Eight weeks from first call to live product. A three-person team. A fintech space that's crowded, regulated, and unforgiving of poor UX. Here's how Finly went from idea to launch — and what we learned along the way.

The Brief

The client came to us with a clear problem statement: personal finance apps are either too simple (they just show you a graph of your spending) or too complex (accountant-grade tools most people don't understand). They wanted something in the middle — an app that could answer plain-English questions about your money.

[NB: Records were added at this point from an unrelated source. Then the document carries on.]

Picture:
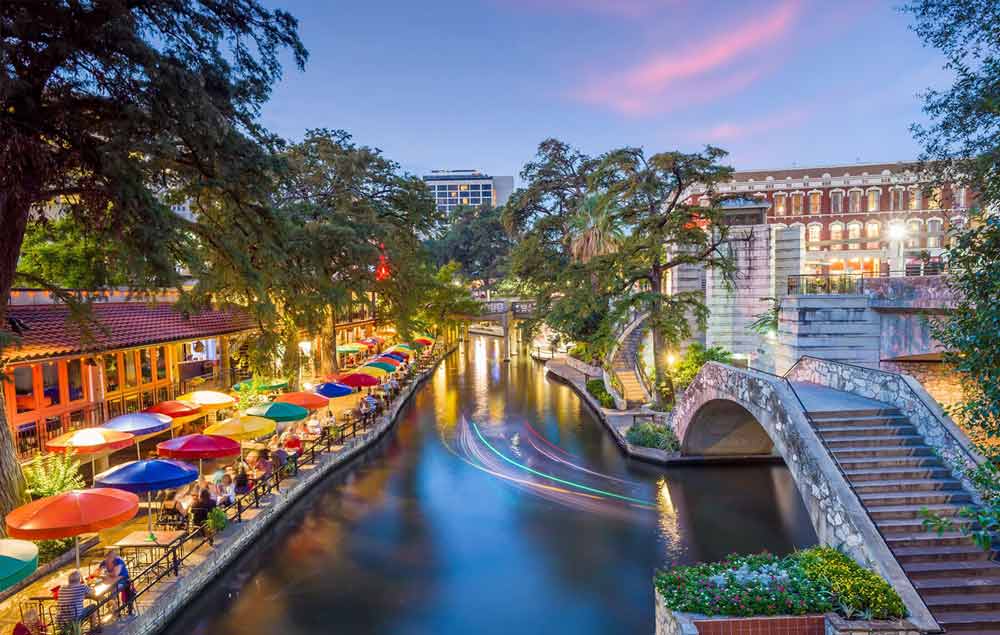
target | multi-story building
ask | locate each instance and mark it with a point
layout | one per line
(457, 188)
(863, 218)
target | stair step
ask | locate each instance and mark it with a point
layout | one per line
(906, 440)
(882, 499)
(909, 511)
(954, 569)
(889, 473)
(929, 587)
(907, 485)
(938, 553)
(866, 431)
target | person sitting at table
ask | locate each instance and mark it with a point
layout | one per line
(114, 573)
(70, 600)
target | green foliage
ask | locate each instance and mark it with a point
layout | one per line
(815, 580)
(52, 473)
(597, 390)
(653, 435)
(694, 358)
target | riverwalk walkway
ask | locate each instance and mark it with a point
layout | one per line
(190, 563)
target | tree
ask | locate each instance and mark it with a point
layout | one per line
(112, 111)
(962, 145)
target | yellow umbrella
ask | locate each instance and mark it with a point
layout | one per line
(374, 371)
(208, 399)
(243, 428)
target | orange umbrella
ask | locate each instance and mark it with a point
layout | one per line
(307, 400)
(72, 513)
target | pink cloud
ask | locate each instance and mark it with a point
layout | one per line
(656, 84)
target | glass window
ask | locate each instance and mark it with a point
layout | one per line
(874, 200)
(855, 202)
(161, 362)
(24, 388)
(836, 202)
(796, 204)
(74, 377)
(50, 384)
(131, 377)
(111, 380)
(146, 365)
(815, 203)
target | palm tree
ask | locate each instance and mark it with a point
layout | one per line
(595, 230)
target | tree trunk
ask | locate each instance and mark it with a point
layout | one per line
(14, 220)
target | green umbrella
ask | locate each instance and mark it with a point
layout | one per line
(263, 384)
(279, 411)
(18, 560)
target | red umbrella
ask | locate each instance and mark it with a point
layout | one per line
(358, 380)
(71, 514)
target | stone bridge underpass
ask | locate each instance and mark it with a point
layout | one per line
(867, 449)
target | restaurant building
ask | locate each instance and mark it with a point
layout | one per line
(61, 374)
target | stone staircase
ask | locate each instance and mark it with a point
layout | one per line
(622, 366)
(896, 475)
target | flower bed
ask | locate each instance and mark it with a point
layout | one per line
(816, 580)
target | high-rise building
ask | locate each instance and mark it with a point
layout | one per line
(455, 188)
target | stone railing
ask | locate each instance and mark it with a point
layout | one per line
(906, 394)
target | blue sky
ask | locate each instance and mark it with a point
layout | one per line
(479, 83)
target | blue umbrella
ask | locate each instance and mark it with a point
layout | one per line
(146, 477)
(18, 560)
(330, 390)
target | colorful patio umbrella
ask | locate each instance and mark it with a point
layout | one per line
(18, 560)
(243, 428)
(146, 477)
(279, 411)
(358, 380)
(72, 513)
(332, 390)
(208, 399)
(140, 425)
(264, 384)
(307, 400)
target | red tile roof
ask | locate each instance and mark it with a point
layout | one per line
(51, 333)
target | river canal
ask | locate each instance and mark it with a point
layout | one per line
(498, 504)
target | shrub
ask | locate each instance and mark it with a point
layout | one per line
(653, 435)
(816, 580)
(597, 390)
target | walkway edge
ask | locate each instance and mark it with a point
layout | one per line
(173, 600)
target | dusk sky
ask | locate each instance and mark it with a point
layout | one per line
(478, 83)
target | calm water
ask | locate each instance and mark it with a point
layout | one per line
(498, 504)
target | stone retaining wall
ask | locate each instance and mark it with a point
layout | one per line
(240, 536)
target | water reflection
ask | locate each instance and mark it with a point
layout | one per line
(497, 505)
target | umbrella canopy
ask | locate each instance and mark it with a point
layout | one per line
(371, 370)
(263, 384)
(243, 428)
(139, 423)
(279, 411)
(90, 441)
(175, 409)
(332, 390)
(307, 400)
(150, 475)
(358, 380)
(72, 513)
(198, 446)
(208, 399)
(18, 560)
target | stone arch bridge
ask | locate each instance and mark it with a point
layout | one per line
(867, 450)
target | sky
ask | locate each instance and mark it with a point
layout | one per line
(477, 84)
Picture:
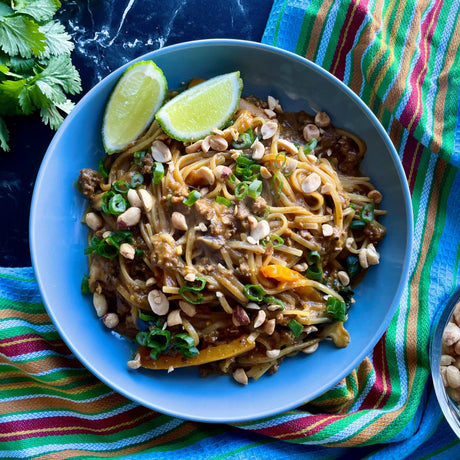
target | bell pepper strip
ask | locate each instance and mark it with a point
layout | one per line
(242, 123)
(281, 273)
(294, 280)
(207, 355)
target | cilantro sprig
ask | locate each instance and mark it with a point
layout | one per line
(36, 71)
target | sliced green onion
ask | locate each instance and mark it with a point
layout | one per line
(254, 292)
(137, 158)
(136, 180)
(336, 308)
(105, 201)
(84, 286)
(141, 338)
(158, 172)
(121, 186)
(367, 213)
(117, 204)
(313, 257)
(276, 185)
(244, 160)
(280, 160)
(255, 189)
(155, 352)
(353, 266)
(191, 295)
(314, 272)
(192, 197)
(310, 146)
(245, 140)
(295, 327)
(159, 338)
(224, 201)
(102, 169)
(269, 300)
(357, 224)
(241, 190)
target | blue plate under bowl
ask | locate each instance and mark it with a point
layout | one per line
(57, 239)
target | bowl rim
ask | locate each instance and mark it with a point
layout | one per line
(408, 232)
(435, 350)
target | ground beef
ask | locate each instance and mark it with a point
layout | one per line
(164, 252)
(88, 181)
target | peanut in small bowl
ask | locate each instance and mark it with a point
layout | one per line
(445, 361)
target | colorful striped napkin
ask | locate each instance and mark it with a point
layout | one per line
(400, 58)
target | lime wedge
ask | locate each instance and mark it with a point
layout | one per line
(137, 96)
(192, 114)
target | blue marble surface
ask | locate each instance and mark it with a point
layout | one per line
(108, 34)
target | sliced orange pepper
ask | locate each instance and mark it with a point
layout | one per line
(281, 273)
(207, 355)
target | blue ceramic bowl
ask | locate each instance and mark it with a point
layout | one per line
(57, 239)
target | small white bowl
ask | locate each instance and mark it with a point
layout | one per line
(449, 407)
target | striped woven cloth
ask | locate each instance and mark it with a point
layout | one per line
(400, 58)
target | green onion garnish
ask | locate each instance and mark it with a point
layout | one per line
(367, 213)
(141, 338)
(245, 140)
(255, 189)
(276, 185)
(244, 160)
(121, 186)
(102, 169)
(280, 160)
(313, 257)
(357, 224)
(310, 146)
(117, 204)
(190, 295)
(136, 180)
(353, 266)
(84, 287)
(105, 201)
(192, 197)
(314, 272)
(241, 190)
(159, 338)
(295, 327)
(336, 308)
(158, 172)
(137, 158)
(223, 200)
(269, 300)
(254, 292)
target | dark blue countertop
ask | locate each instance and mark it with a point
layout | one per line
(108, 34)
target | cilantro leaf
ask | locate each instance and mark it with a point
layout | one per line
(57, 39)
(39, 10)
(4, 135)
(61, 72)
(20, 35)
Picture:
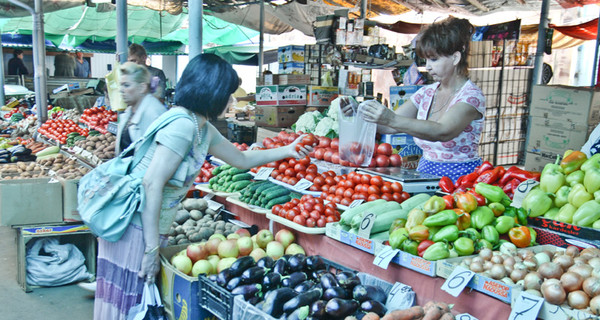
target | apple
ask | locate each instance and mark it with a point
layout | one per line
(294, 248)
(258, 254)
(182, 263)
(263, 237)
(202, 267)
(285, 237)
(228, 249)
(275, 250)
(245, 245)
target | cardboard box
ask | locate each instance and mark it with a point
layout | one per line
(18, 208)
(277, 116)
(292, 53)
(321, 96)
(567, 104)
(179, 291)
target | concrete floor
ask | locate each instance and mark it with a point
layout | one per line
(50, 303)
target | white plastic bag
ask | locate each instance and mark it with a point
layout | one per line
(50, 263)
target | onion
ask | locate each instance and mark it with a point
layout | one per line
(533, 280)
(591, 286)
(578, 299)
(571, 281)
(550, 270)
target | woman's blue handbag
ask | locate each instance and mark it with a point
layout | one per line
(109, 195)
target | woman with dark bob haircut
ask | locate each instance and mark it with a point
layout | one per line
(445, 118)
(171, 163)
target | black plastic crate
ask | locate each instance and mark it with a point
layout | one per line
(219, 301)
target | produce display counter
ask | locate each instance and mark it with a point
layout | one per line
(427, 288)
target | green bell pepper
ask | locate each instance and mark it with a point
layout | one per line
(562, 196)
(447, 233)
(578, 195)
(481, 217)
(504, 223)
(442, 218)
(437, 251)
(587, 214)
(574, 178)
(490, 234)
(537, 202)
(464, 246)
(565, 214)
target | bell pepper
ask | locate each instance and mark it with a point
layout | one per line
(565, 214)
(587, 214)
(465, 201)
(397, 237)
(504, 224)
(464, 246)
(423, 245)
(482, 216)
(562, 196)
(520, 236)
(410, 246)
(418, 233)
(442, 218)
(434, 205)
(447, 233)
(537, 202)
(416, 217)
(574, 178)
(490, 234)
(572, 161)
(591, 180)
(579, 195)
(436, 251)
(497, 208)
(446, 184)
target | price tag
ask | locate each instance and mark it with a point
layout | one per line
(385, 256)
(263, 173)
(521, 191)
(303, 184)
(364, 231)
(356, 203)
(457, 281)
(527, 306)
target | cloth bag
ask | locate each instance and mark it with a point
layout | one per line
(150, 308)
(50, 263)
(109, 195)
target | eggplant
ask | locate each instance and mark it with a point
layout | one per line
(304, 286)
(274, 301)
(265, 262)
(340, 308)
(240, 265)
(335, 292)
(253, 275)
(347, 279)
(247, 290)
(328, 280)
(374, 306)
(293, 279)
(364, 292)
(304, 299)
(271, 281)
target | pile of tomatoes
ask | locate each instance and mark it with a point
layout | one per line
(308, 211)
(59, 129)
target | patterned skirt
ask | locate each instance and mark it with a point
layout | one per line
(118, 287)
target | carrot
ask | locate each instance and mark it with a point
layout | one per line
(413, 313)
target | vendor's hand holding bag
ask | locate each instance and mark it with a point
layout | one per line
(109, 195)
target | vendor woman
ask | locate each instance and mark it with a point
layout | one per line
(445, 118)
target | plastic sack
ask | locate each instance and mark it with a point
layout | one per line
(357, 137)
(150, 307)
(50, 263)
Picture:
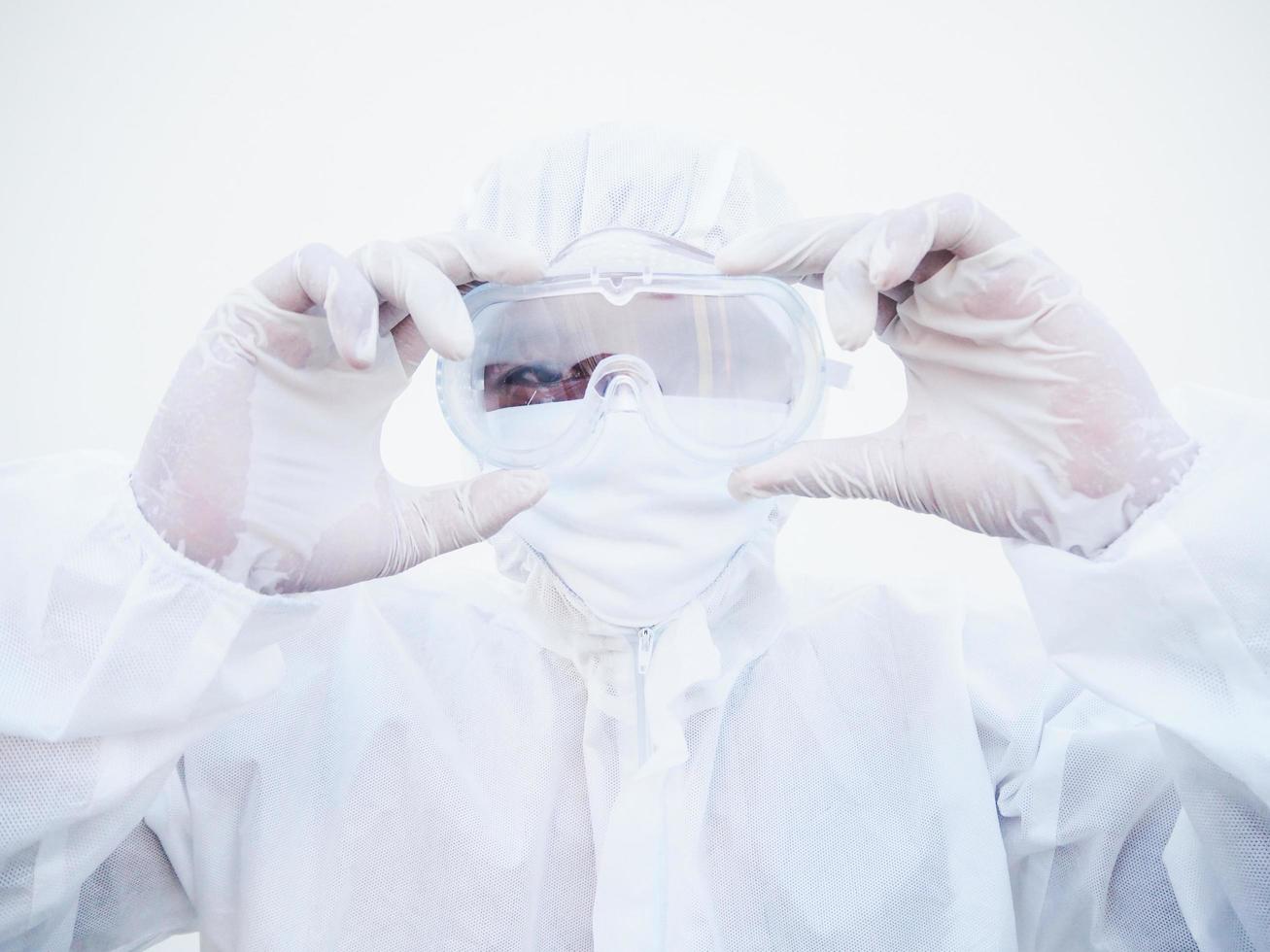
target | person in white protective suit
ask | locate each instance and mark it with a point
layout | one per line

Core requirement: "Ask me anything about my finances" — a conversational AI layer on top of personal finance data.

Secondary requirements:

  • Bank account connection (read-only)
  • Automatic transaction categorisation
  • Budget tracking with smart alerts
  • Monthly summary and insights
  • Mobile-first (iOS and Android)

Week 1–2: Scoping and Architecture

We spent the first two weeks on the things that save weeks later: clear scope, technical architecture, and a working skeleton.

Scope decisions we made early:

  • Read-only bank data only. No payments, no transfers. This halved the compliance surface area.
  • One country, one currency. Internationalisation deferred to v2.
  • Web app first, native shell second. React Native WebView wrapper meant one codebase with a native feel.

Architecture choices:

  • Backend: Node.js + PostgreSQL on GCP Cloud Run (serverless, scales to zero)
  • Bank connectivity: Plaid API (fastest path to real bank data)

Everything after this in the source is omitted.